«Proposta non vincolante di Linee guida per la disciplina della transizione verso le reti NGN»: l’AGCOM etichetta il documento, trapelato (pdf) grazie alla pubblicazione di Daniele Lepido sul Sole 24 Ore, come “Draft 1.1” del rapporto firmato Comitato NGN Italia e destinato a mettere nero su bianco le procedure che porteranno il nostro paese verso la fondamentale tappa della New Generation Network.
Il documento divide anzitutto in due parti il processo di avvicinamento alla rete che avrà la responsabilità di portare la banda larga ai cittadini italiani. La prima fase, detta “Overlay“, prevede la «convivenza tra la rete tradizionale in rame, che mantiene piena operatività, e i prodromi della rete ottica»; la seconda fase, battezzata “Total replacement“, «mira a conseguire progressivamente la completa sostituzione della rete tradizionale con la nuova rete NGA in fibra ottica e che potrà attivarsi indipendentemente centrale per centrale».
L’Italia sarà allo scopo divisa in tre cluster:
- Aree ad alta profittabilità
«Raccoglie le aree in cui si sviluppa, in ottica prospettica, la concorrenza infrastrutturale e ove si prevedono tipicamente più reti NGA […] In tali aree geografiche, nelle quali prevale la logica del mercato, non sono leciti aiuti di Stato sotto alcuna forma per non distorcere la concorrenza» - Aree a media profittabilità
«Raccoglie le aree in cui la forza del mercato non è sufficiente a generare in modo spontaneo la concorrenza infrastrutturale.
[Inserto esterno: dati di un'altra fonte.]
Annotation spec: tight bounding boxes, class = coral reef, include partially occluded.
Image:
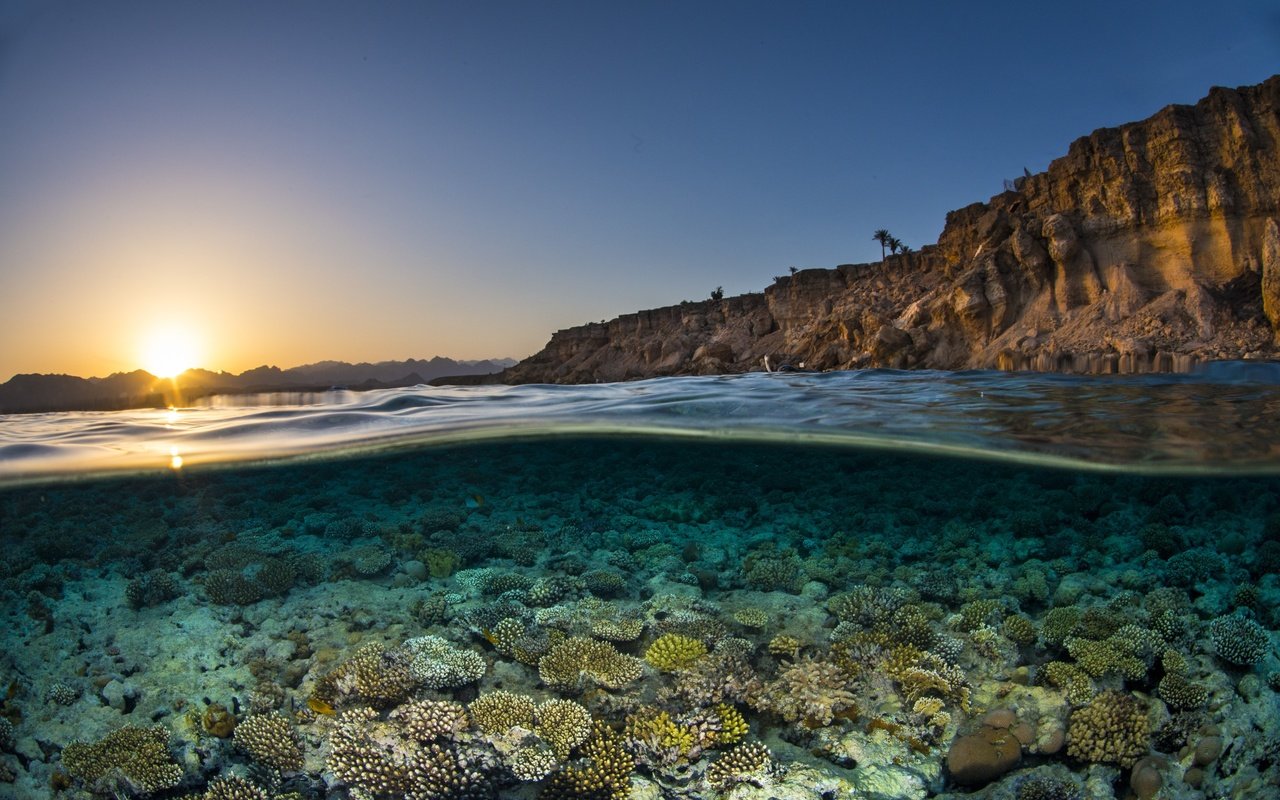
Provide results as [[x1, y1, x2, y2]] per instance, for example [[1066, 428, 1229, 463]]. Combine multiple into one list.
[[232, 713, 302, 772], [63, 724, 182, 796]]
In tali aree può essere sviluppata una sola rete in virtù della quale si produce la concorrenza sui servizi» - Aree a bassa profittabilità
«Raccoglie le aree geografiche dove i privati non hanno interesse ad investire e, quindi, la rete non viene realizzata sulla base di logiche economiche ma ha finalità sociali. In queste, che sono le aree geografiche del Paese soggette a divario digitale, non si sviluppa alcuna rete, né spontaneamente né con agevolazioni. Pertanto, la rete può soltanto essere realizzata con finanziamenti parziali (o eccezionalmente totali) dell’Unione europea, dello Stato o di un ente pubblico locale»
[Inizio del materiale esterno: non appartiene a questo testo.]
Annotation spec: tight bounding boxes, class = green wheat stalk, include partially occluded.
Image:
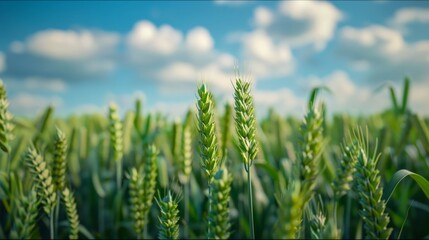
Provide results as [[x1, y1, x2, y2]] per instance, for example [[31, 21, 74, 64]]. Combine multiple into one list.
[[208, 168, 232, 239], [155, 191, 180, 239], [129, 168, 145, 239], [11, 189, 39, 239], [274, 182, 304, 239], [221, 103, 232, 161], [179, 125, 192, 237], [25, 147, 57, 239], [52, 128, 67, 192], [234, 78, 258, 239], [62, 188, 79, 239], [141, 144, 158, 236], [300, 104, 323, 204], [109, 103, 124, 189], [332, 139, 359, 199], [355, 127, 392, 239], [0, 80, 13, 154], [197, 84, 219, 185]]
Il primo cluster comprende le aree metropolitane, ove maggiore è la densità della popolazione e più alta la redditività di ritorno dagli investimenti profusi. Il terzo cluster è invece identificabile nell’Italia di provincia, quel territorio che ad oggi ancora non è raggiunto da DSL (il 7,5% della popolazione) o è abilitato soltanto alla ADSL Light di Telecom Italia (5%): «Si tratta di 7,5 milioni di abitanti e di poco più di 3 milioni di abitazioni. Le specifiche aree soggette a divario digitale, che assommano ad un totale di circa il 12,5%, possono ritenersi essenzialmente note». Il primo cluster gode già di fibra o comunque di connessione ADSL diffusa; il secondo cluster sta attendendo il grande passo verso la banda ultra-larga, il terzo cluster è vittima di digital divide da anni e dipenderà in futuro dalla disponibilità di fondi e sovvenzioni (aspetto non del tutto semplice alla luce dell’andamento dell’economia e della scarsa propensione dei governi italiani avvicendatisi negli ultimi anni ad investire in innovazione).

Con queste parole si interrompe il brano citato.